Last edited by on 17 November 2015 at 1:01 pm UTC
Mountain Man Nov 17, 2015
QuoteNothing is more annoying than things like "we have heard", as it usually means it's a load of rubbish they wrote themselves.
Or it means they saw some uncomfirmed rumors on a message board somewhere. So technically they did "hear" it, but it's still a load of rubbish.

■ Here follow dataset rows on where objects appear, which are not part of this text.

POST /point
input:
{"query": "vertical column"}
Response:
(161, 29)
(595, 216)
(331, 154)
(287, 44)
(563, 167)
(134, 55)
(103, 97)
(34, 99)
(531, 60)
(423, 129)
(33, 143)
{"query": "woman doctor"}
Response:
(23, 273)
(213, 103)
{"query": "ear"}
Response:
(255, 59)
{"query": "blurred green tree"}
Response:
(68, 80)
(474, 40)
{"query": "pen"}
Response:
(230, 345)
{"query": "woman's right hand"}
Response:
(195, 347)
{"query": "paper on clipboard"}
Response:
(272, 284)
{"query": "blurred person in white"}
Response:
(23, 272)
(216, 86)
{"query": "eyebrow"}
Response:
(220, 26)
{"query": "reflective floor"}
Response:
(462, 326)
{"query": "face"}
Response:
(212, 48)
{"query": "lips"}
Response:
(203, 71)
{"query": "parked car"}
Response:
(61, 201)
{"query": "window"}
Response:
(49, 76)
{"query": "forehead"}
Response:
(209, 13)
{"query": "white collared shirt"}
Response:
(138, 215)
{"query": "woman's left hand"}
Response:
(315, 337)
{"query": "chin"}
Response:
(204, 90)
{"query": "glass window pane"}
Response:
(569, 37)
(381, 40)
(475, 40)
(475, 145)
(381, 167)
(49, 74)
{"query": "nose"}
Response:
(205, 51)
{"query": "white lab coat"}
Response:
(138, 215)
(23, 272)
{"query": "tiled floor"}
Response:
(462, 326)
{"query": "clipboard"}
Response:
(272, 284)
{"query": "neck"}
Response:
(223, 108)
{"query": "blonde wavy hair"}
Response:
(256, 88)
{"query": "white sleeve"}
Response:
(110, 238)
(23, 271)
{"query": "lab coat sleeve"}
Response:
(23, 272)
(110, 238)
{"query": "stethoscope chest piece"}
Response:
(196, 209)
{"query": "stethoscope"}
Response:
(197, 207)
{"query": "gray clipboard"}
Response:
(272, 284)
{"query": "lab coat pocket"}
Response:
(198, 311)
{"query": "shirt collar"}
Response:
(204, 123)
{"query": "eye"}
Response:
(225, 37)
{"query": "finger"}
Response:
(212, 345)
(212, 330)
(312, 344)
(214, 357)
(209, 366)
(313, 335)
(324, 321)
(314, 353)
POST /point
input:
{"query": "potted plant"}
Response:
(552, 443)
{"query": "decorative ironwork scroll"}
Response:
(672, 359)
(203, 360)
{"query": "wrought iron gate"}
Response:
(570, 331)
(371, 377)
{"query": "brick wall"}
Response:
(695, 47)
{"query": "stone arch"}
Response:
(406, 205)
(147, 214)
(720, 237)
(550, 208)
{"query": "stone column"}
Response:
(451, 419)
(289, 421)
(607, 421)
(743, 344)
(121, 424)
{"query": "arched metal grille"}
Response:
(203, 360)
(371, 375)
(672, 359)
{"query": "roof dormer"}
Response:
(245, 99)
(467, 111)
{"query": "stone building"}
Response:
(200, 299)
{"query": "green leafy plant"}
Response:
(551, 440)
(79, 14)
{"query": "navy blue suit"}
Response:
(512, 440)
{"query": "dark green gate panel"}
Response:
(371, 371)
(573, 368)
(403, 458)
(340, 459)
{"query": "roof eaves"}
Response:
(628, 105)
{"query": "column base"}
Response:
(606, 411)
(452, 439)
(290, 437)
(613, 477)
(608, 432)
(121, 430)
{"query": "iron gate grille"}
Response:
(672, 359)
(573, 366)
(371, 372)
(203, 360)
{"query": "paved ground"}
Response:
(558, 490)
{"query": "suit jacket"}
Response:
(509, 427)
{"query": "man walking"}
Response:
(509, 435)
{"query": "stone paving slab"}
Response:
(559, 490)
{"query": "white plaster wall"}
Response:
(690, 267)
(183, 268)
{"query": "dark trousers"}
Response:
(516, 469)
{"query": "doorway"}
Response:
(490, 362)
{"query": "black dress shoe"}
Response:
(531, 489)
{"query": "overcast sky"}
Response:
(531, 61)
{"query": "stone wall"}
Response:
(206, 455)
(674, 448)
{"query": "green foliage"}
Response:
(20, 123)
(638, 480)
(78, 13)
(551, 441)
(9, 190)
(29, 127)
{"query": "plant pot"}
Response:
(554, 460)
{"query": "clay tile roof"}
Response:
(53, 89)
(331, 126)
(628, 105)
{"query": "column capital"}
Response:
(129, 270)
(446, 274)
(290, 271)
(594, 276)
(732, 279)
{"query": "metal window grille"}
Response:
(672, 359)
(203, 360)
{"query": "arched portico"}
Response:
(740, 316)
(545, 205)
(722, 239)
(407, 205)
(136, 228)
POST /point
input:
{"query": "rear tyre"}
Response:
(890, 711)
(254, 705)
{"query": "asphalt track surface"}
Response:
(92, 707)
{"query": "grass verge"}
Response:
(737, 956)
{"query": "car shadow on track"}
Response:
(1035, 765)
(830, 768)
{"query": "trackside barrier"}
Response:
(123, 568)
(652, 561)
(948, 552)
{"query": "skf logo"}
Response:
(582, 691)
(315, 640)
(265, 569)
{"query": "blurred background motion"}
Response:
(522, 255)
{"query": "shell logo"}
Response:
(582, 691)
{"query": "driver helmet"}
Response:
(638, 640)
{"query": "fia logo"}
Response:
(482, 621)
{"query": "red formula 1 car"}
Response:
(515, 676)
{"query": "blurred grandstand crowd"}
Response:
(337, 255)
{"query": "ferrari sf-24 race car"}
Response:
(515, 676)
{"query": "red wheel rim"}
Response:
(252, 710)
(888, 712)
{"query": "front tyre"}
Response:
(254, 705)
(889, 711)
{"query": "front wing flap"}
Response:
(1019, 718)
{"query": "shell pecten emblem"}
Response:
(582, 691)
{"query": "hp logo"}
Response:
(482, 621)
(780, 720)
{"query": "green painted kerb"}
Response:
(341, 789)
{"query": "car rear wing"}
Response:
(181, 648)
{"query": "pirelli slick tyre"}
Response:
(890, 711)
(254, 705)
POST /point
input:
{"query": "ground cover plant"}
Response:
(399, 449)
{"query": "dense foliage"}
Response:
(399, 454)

Speaking of other unconfirmed rumors, I really hope it's true that Valve is playing a long-game here and that we're not witnessing the beginning of the end of the grand SteamOS/Linux experiment.
Mountain Man Nov 17, 2015
Quoting: KimyrielleI guess they are going through a long process of fine tuning and gradual improvement, like any other Linux distro ever released. At least I have never seen one where the 1.0 was any good. Windows 1.0 was garbage too, btw. ;)
And Windows 2.0, and 3.0, and 3.1, and 95, and 98, and ME, and XP, and Vista...
Nyamiou Nov 17, 2015
Quoting: AnxiousInfusionEDIT: Let me reword this to be less combative. What console-only aspects of the gaming experience does SteamOS not yet have, that you feel it should?
SteamOS is very buggy right now, there is a lot of not important but annoying bugs and still a big list of things that need to be polished to make it an enjoyable experience. But I know Valve is actively fixing this, and it should get better soon.


Last edited by Nyamiou on 17 November 2015 at 6:52 pm UTC
Emazza Nov 17, 2015
With regards to
QuoteRight now, for instance, you can only use one graphics card with the SteamOS
I'm afraid is true.

I have an nVidia 980 GTX; would have wanted to buy a second for SLI and switch over to UltraHD resolutions.
Well, on Linux SLI is a joke, hence is true that you can't have more than one videocard really.

It's sad but true.

Ps. I don't use windows, I've been using Ubuntu since 2007 and I buy Linux only games on my Linux PC (apart SC II).